What makes northern dialects so uniform and what makes dialects in the south so distinctive and diverse? Surely it should be traced back to historical reasons. In ancient times, the northern area was constantly controlled by  unified regimes and it always had its official language. By contrast, the southern area was dotted with lots of tribes or clans which were rather autonomous, closed and isolated to each other. From the economic perspective, the economics in the north was once much more developed than in the south due to a more stable political environment, calling for a unified language to serve for the development of economics and trade.

Geography, I think, is another factor causing today’s dialect divergence. The northern area was mostly flatlands; conversely, the northern area was mountainous, making traffic more inconvenient and thus reducing opportunities of communication between regions. Besides, southern areas have abundant nature resources; northern conquerers constantly waged wars in the south, causing southerners to migrate from time to time. Therefore, there was no appropriate social environment for a language to grow and mature.

Learning that everything is connected to everything, we can take the initiative to explain things from different perspectives and build the links by ourselves. Can you think of other reasons for dialect divergence in north and south China? Is there such dialect difference in different regions in your country? If so, can you take a wild guess what the reasons are behind?

One thought on “What makes dialects in South China much more diverse than in the North?”

  1. Shengwen Xu (comment #2)

    Hello, Haoqiu

    It is really a time of homesickness since the Christmas decorations are being put on and people are talking about going home to spend a happy reunion with their families.
    As a southern dialect speaker, I am really interested in the topic of your post. As you have mentioned, the northern dialects are more similar to each other. While the southern dialects are sometimes so different that they couldn’t understand each other. For example, I come from Guangdong, a province with diverse dialects. There are three main dialects, that is, Cantonese, Hakka, and Chaoshanhua (not sure about the translation of the last one).
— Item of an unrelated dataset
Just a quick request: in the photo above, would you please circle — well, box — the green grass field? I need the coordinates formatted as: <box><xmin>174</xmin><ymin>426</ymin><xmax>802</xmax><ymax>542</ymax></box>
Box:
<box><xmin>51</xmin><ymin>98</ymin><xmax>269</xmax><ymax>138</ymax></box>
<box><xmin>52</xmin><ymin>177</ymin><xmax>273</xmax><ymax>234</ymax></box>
I speak Cantonese as my mother language, but I can barely understand my friends when they say the other two languages.
    In my opinion, I think two of the reasons for the diversity of dialects is history and geography, just as you have mentioned in your post. Even within the same dialect, there are still some differences due to geographical conditions. For example, people in Hong Kong also speak the Cantonese dialect, but due to the history of British colonization in this region, their vocabulary and phrases are obviously influenced by English.
    I do think it a very interesting topic to think about the reasons causing the languages to change into what they are nowadays. Maybe we can share our opinions from both a northern dialect speaker’s perspective and a southern speaker’s perspective.